Bir yaşam biçimini bir halkın portresi olarak böylesine veren bu romandan daha iyisi yazılamazdı. - The New York Times Book Review, (A.B.D.)
Şaşırtıcı, orijinal bir kitap. - Sunday Times, (İngiltere)
Epik boyutlara ulaşan ve muhteşem bir sona ulaşmak için hız kazanan öyküye kendinizi kaptırıyorsunuz. - Sunday Times, (İngiltere)
Yaşar Kemal, şaşılacak ölçüde yaratıcı. The Bookseller, (İngiltere)
Yaşar Kemal, karakterlerini unutulmaz, seçkin ve gerçek hayattan daha da gerçekçi kılan detay zenginliği ile Rus edebiyatının kalitesine ulaşıyor. Sunday Telegraph, (İngiltere)
Tadımlık:
Kimi yıllar Çukurovaya bahar birdenbire iner. Çiçekler tomurcuklar, kuşlar, arılar, böcekler, otlar birdenbire bastırır. Ilık güneş, apaydınlık ortalığı doldurur. Kurdu kuşu, börtü böceği, yılanı karıncasıyla bütün yaratık yuvalarından dışarıya uğrayıp şaşkın, telaşlı, yeni, taze bir dünyaya kavuşmanın sevinci içinde yumuşacık toprakta gezinirler. Akdenizin üstünden yekinen parça parça ak bulutlar, ovanın toprağına koyu, pul pul gölgelerini bırakarak Toros dağlarına giderler. Ve birdenbire, nereden geldiği belirsiz yağmurlar yağar. Ortalığı seller götürür. Sular taşar, yörelerine sapsarı milleri yayarak Akdenize deli bir hızla akarlar, mavi suyu kırmızıya boyarlar. Keskin, mor kayalıkların aralarında ışıltılı sarı çiğdem çiçekleri açar, sarvan kurmuş sarı çiğdemlerin bir ulu bahçesi olur dağlar. Ve binbir çiçekle, kokuyla nennilenirler. Turaç sesleri gelir durmadan, kuytulardan, bucaklardan. Ovanın insanları, bahar böyle birdenbire patlayınca küskün, kınalı cerenleri beklerler. Eskiden, aşağıdan, çölden, bahar gelince binlerce kınalı ceren akardı ovaya, kırmızı yalımlar gibi sünerek, Anavarzadan Kozan altına, oradan Tarsus düzlüğüne, Yüreğir toprağına, oradan Payasa, Osmaniye altına, oradan Dumluya sürülerle dolaşırlardı. Ve Çukurovalılar, atlarını ceren kovarak denerlerdi. En soylu at, binicisine en çabuk ceren yakalayan attı. Çukurovanın kır atları ta Asurlulardan bu yana soyunu korumuş, ününü getirmişti.
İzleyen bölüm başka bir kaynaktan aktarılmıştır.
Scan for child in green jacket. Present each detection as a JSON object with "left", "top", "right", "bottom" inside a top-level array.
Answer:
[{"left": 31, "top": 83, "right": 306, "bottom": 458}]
Çukurovaya böyle birdenbire gelen baharlarla birlikte Akdenize de taze, pırıl pırıl maviler inerdi. Baharla birlikte denize inen bu ışık mavisi göğe, ovaya, ak bulutlara vurur, çiçekten, yeşilden, ışıktan patlamış verimli toprağın üstünden ağır ağır yürüyerek Toros dağlarına kavuşurdu. Koyaklarına mor gölgeler düşmüş, ovayı bir yarım ay gibi kuşatmış dağlar birdenbire maviye batar, ağacı, kuşu, kayası, suyu, ormanıyla bir mavide yıldız yıldız ışıyarak savrulur, kaynaşarak dönerdi.
Ilık güneş, esen yeller deniz kıyısından, bulutlar gibi ak çiçekler açmış portakal, limon, turunç bahçelerinden kokular getirir ve ovadaki tekmil yaratıklar bir tapınma sevincinin esrikliğinde kendilerinden geçerlerdi.
Böyle baharın birdenbire bastırdığı yıllarda yaz da birdenbire çöker, sarısıcaklar kurşun gibi inerdi insanların tepelerine. Erken gelen baharın sevinci kursaklarda kalırdı. Güneş bir kocaman köz yığını gibi, yöresine kıvılcımlar fışkırtarak, toprağı, otları, çiçekleri yakar, suları buğuya döndürüp alır götürür, küçük çayların yatakları parça parça yarılır, uçsuz bucaksız büyük bir örümcek ağına benzerdi toprak. Türküler söylenirdi bu birdenbire çöken sıcak üstüne. Çukurova yana yana ördolur, her sineği bir alıcı kurdolur, diye başlayan...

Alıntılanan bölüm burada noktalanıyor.